DOI: https://doi.org/10.3389/fmicb.2023.1304136

Interpretive Summary: The yogurt bacterium Streptococcus thermophilus (S. thermophilus) is capable of producing antimicrobial compounds that have potential for use as food preservatives or alternatives to antibiotics. This study demonstrated that the signaling molecule BlpC required to induce production of the antimicrobial can also affect the expression of other genes by S. thermophilus. BlpC was shown to negatively affect the growth of several S. thermophilus strains, possibly explaining why some strains do not produce BlpC and bacteriocin on their own unless BlpC is added to their environment. Results from this study have the potential to identify methods for optimizing the production of natural antimicrobial compounds from dairy cultures to allow for their use in food safety and human/animal health applications.
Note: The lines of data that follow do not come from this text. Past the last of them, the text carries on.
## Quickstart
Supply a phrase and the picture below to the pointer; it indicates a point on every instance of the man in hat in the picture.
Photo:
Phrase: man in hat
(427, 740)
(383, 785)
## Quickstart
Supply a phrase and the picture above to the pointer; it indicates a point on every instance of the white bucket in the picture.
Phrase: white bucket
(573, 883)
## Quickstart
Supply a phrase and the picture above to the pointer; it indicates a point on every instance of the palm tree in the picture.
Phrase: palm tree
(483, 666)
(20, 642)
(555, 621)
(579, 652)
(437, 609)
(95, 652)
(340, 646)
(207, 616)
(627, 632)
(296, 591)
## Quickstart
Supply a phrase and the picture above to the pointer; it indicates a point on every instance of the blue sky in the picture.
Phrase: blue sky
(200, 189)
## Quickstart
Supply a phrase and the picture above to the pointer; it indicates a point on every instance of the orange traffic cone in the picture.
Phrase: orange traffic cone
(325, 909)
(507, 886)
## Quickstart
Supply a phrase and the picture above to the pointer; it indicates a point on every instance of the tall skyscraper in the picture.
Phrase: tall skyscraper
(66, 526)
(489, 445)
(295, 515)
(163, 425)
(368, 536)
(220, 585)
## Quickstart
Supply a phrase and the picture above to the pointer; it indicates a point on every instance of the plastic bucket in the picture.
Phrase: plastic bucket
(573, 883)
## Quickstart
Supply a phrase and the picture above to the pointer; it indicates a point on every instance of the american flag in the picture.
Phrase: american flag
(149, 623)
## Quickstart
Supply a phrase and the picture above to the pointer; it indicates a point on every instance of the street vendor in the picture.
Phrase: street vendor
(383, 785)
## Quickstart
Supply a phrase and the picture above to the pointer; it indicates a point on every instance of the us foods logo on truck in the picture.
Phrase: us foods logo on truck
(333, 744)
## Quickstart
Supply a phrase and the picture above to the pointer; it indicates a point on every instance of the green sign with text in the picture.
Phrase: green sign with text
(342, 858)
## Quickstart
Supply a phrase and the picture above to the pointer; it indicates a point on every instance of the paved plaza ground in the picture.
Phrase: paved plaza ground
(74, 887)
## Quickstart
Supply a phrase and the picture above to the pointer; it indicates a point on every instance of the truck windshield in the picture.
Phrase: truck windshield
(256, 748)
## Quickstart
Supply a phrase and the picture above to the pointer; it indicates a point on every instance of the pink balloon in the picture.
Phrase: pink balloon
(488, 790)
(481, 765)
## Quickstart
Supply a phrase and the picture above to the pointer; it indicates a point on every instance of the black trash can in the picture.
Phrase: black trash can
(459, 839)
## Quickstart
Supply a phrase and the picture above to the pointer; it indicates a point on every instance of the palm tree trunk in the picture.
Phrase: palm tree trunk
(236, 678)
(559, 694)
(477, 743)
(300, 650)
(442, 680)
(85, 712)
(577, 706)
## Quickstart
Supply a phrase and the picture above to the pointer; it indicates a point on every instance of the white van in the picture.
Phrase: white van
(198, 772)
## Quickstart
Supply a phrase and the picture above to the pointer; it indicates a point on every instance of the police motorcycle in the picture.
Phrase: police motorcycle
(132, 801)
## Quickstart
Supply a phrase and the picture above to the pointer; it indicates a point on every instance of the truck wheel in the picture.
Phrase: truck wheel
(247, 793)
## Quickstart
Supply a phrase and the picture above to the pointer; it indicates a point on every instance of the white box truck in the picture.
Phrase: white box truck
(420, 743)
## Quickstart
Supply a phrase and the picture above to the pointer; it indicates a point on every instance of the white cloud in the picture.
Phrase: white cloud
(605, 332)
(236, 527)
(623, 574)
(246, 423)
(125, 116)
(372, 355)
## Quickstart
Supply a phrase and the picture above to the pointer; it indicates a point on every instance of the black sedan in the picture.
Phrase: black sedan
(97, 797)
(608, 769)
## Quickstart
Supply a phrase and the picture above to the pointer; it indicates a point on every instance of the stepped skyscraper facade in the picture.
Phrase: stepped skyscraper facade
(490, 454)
Technical Abstract: Bacteriocin production in Streptococcus thermophilus is regulated by cell density dependent signaling molecules, including BlpC which regulates transcription from within the bacteriocin-like peptide (blp) gene cluster. In some strains, like S. thermophilus ST106, this signaling system does not function properly, but bacteriocin production can be induced using a synthetic signaling molecule. Transcriptomic analysis was used to compare global gene expression within ST106 in the presence or absence of synthetic BlpC. In addition to the genes involved with bacteriocin production, BlpC affected expression of several transcription regulators outside the blp gene cluster, including a putative YtrA-subfamily transcriptional repressor. In S. thermophilus B59671, thermophilin 110 is encoded within the blp gene cluster and naturally expressed. BlpC regulates expression of thermophilin 110, but also suppresses the production of another bacteriocin, thermophilin 13, and induced the same YtrA-subfamily transcriptional repressor identified in ST106. Additionally, it was shown that the broad-spectrum antimicrobial activity associated with strain B59671 was due to the production of thermophilin 110, while thermophilin 13 appears to be a redundant system for suppressing intraspecies growth. BlpC production was shown to negatively affect the growth of strains B59671, ST106 and LMG18311, further suggesting it may induce or suppress the transcription of genes that are not associated with the production of bacteriocins. Results from this study are expected to assist in defining conditions to optimize the production of bacteriocins for applications in agriculture or human and animal health.